- Born: 11 June 1974
- Died: 28 April 2008 (aged 33)
- Education: Andrés Bello Catholic University
- Occupations: Founder and former CFO of Smartmatic

= Alfredo José Anzola =

Founder of Smartmatic

Alfredo José Anzola Jaumotte (11 June 1974 – 28 April 2008) was a founder and the former CFO of Smartmatic, a multinational electronic voting company. Anzola was one of the architects of the SBC consortium, a strategic alliance between Smartmatic, the Bitza Corporation and Venezuela's telephone provider, CANTV, for managing the technology platform of elections in Venezuela.

== Early life ==
Alfredo José Anzola was born on 11 June 1974. His father was Alfredo Anzola Mendez, and his mother was Christina Jaumotte de Galavís. He was a grandson of Alfredo Anzola Montauban, a prestigious end affluent engineer, university professor and writer, who had a mixed Venezuelan-French ascent.

Alfredo José was childhood friends with Antonio Mugica, with whom he founded Smartmatic in 2000.

== Education ==

Alfredo José Anzola held a degree in Industrial Engineering from Andrés Bello Catholic University. He also began the TRIUM Global Executive MBA program which is offered jointly by the New York University Stern School of Business, the London School of Economics and the HEC School of Management, Paris.

== Panagroup Corporation ==

In 1997, Alfredo José Anzola, along with Antonio Mugica and Roger Piñate, began collaborating in a group while working at Panagroup Corporation in Caracas, Venezuela.

== Founding of Smartmatic ==

Smartmatic was officially incorporated on 11 April 2000 in Delaware by Alfredo José Anzola. Smartmatic was then a fledgling technology start-up. Its registered address was the Boca Raton, Florida.

== Financial success ==

In March 2005, with a windfall of some $120 million from its first three contracts with Venezuela, Smartmatic then bought the much larger and more established Sequoia Voting Systems, which by 2006 had voting equipment installed in 17 states and the District of Columbia.

== Death after plane crash ==

On Monday, 28 April 2008, about 14:25 universal coordinated time (UTC), a Piper PA-31-310, N6463L, was destroyed during impact with residences, shortly after takeoff from the Simón Bolívar International Airport, Maiquetía, Venezuela. The certificated airline transport pilot, two passengers, and five people on the ground were fatally injured. The flight was destined for Hato Airport (TNCC), Curaçao, Netherlands Antilles. According to preliminary information from the Junta Investigadora de Accidentes de Aviacion (JIAA) of Venezuela, the pilot reported a loss of engine power after takeoff, and attempted to return to the departure airport. During the return, the airplane impacted several buildings in a residential area, and a post crash fire ensued.

On board the plane were the pilot, Mario Jose Donadi, a convicted drug-trafficker in both the United States and Venezuela; Smartmatic employee Eduardo Ramirez, a lawyer and consultant for the firm, and Alfredo José Anzola.
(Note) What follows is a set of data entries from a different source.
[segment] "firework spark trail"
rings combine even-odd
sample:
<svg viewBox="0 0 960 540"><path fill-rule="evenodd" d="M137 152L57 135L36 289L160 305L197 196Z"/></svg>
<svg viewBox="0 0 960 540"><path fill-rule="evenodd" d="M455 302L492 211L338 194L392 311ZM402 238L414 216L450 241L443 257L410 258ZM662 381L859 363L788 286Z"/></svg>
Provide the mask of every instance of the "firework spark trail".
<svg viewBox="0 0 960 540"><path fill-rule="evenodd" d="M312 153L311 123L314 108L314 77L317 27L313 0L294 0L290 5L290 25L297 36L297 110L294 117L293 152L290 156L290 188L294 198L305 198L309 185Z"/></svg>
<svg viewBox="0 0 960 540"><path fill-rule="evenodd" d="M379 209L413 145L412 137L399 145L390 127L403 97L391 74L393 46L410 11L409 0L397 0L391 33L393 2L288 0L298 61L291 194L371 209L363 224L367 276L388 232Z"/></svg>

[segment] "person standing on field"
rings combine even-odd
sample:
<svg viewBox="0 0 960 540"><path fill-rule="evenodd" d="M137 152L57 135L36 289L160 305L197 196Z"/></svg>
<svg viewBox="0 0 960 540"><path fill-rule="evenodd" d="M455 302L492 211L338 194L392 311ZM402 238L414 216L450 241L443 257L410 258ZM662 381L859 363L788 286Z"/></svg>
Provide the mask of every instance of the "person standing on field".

A lawyer of the company, Carolina Caruso, recalled that a Smartmatic shareholders' meeting was to be held that day in Curaçao, where the company was registered. As there were no direct flights that morning, the plane had been hired by the Smartmatic company to make a charter flight to Curaçao.

After the plane crash, the Governor of the State of Miranda, Diosdado Cabello Rondón, arranged for Anzola's transfer from a local hospital to one in Caracas. The Minister of the Interior, Ramón Rodríguez Chacín, also traveled to the Rafael Medina Jiménez Hospital (a.k.a. Periférico de Pariata, state of Vargas) to ascertain Anzola's health. However, Alfredo José Anzola died at an area hospital.